I'm total newbie in git-svn bridge and faced a task to migrate from SVN repo to GIT. SVN structure looks really terribly:
root
base
server
core
branch
tags
trunk
webapp
branch
tags
trunk
....
client
core
branch
tags
trunk
....
....
....
As a "talented svn migrate-master", I executed git svn clone ..../root
and cloned the whole repository. I have no branches visible to GIT:
$ git branch -a
* master
remotes/git-svn
I can easily navigate to root-base-server-core-branch-my-awesome-branch
and it looks like regular folder.
How to continue svn2git conversation? Looks like I should start from scratch but cloning this evil took one week and I don't want to wait again...
You have multiple svn projects in that repo. Do you want to combine them in git? You may want to look into making a separate git repository for client, core and webapp.
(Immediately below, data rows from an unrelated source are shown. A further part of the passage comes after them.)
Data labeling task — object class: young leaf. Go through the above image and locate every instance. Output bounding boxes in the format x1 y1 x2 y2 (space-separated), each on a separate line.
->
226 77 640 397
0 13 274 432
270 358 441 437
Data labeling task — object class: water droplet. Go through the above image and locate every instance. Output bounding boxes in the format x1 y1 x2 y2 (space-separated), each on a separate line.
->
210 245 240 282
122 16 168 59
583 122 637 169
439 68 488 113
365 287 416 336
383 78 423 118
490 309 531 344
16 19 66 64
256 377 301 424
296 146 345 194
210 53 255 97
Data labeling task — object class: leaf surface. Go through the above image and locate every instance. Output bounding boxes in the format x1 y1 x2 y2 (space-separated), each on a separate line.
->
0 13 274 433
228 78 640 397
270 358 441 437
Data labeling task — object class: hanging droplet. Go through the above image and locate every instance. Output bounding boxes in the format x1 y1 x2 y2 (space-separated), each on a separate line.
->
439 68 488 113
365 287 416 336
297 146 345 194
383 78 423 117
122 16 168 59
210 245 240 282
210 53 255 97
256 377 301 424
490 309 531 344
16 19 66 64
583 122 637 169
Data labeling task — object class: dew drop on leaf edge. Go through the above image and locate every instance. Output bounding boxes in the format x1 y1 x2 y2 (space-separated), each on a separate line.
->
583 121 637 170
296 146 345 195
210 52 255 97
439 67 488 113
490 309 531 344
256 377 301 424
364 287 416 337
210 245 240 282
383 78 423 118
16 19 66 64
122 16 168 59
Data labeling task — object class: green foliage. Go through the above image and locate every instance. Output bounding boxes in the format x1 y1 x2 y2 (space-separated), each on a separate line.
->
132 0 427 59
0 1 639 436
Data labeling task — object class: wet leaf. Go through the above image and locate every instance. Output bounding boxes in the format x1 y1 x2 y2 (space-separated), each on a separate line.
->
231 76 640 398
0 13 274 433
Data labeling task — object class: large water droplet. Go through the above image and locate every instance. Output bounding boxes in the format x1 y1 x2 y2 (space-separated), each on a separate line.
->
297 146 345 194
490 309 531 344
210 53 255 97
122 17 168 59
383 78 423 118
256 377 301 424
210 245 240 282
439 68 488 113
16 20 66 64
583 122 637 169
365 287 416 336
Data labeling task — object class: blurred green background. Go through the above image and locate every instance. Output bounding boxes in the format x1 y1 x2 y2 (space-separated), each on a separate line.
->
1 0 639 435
Look into git svn clone's --branches
, it can take multiple wildcards, which you may need with that terrible svn structure. Something like --branches=*/*/*/*/branch/*
You can also use multiple --branches
as in --branches=coked/out/path/branch/* --branches=totally/messed/up/path/branches/*
From the help:
-T<trunk_subdir>, --trunk=<trunk_subdir>, -t<tags_subdir>, --tags=<tags_subdir>, -b<branches_subdir>, --branches=<branches_subdir>, -s, --stdlayout These are optional command-line options for init. Each of these flags can point to a relative repository path (--tags=project/tags) or a full url (--tags=https://foo.org/project/tags). You can specify more than one --tags and/or --branches options, in case your Subversion repository places tags or branches under multiple paths. The option --stdlayout is a shorthand way of setting trunk,tags,branches as the relative paths, which is the Subversion default. If any of the other options are given as well, they take precedence.